Understandably the bedrooms have modestly sized windows but, as noted before, the common rooms in the new-build do seem gloomy. On the ground floor the rooms have relatively high ceilings but the french windows have no fan lights and the standard window beside one of them has its head at door height. Behind it the dining room is internal and windowless. Nevertheless the whole facility makes a civilised unit for its users and the community alike. It has been in use since last November and evidence of wear and tear, for this type of accommodation, is minimal. The patients are encouraged to go independently into the town for various activities during the day and on my visit the atmosphere seemed no more institutional than a friendly B&B.
A facility of this quality is surely an invaluable asset for the NHS whatever the fashion in treating the mentally ill may be or become. Of positive value is its non-institutional character in layout, design and detail.

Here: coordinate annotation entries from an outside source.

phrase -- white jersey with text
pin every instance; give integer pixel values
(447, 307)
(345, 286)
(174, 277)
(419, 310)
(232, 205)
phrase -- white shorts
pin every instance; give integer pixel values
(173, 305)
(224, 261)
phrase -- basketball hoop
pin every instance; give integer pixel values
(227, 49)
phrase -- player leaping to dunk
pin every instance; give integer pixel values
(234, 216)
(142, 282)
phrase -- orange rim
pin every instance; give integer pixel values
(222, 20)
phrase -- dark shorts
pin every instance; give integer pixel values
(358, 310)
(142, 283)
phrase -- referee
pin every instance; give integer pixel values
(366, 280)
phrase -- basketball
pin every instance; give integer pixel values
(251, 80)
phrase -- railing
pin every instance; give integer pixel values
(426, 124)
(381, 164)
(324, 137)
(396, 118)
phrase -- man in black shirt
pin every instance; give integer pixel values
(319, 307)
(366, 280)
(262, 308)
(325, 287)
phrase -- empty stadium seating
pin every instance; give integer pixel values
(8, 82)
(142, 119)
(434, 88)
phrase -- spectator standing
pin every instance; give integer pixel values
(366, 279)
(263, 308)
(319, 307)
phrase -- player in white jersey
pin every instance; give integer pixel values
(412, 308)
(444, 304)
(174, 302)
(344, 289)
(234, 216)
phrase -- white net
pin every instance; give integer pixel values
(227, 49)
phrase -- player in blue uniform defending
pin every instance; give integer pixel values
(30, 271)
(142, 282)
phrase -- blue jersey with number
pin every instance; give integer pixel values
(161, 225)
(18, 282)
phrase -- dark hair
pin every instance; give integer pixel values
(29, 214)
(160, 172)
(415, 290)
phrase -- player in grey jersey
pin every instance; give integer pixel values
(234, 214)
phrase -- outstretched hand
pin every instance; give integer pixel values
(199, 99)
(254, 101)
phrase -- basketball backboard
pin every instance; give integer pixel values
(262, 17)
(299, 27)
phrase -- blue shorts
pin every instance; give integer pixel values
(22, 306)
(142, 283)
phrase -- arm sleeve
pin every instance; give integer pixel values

As yet this unit at Luton has not acquired a positive richness of its own. One hopes the patients choose pictures and ornaments to display, develop the garden, set humorous or lively objects within the well mannered but neutral interiors. But these cannot arrive to order and are only permissible if they support the care and needs of the patients. The unit take some time to evolve successfully.
Although this community mental health scheme in a converted house with extensions is not `glamorous architecture' it is well worthy of consideration here for it presents one example of the answer to the question I posed at the start. It is clearly both a suitable environment and one with many positive, patient-focused qualities, that should be helpful rather than giving negative experiences to those under mental stress. To achieve this requires architectural judgement and design skill in the direct service of the client/users. This is very hard, if not impossible, to come by where design and build and PFI procurement methods are adopted. What is needed, and what was obtained in this scheme, is judgement in selecting suitable buildings and locations, skill in getting rational, intelligible and pleasant layouts within the severest constraints, and sensitivity to designing within each different context and in focussing on ensuring that the environment embodies qualities that patients, staff and visitors will experience as positive.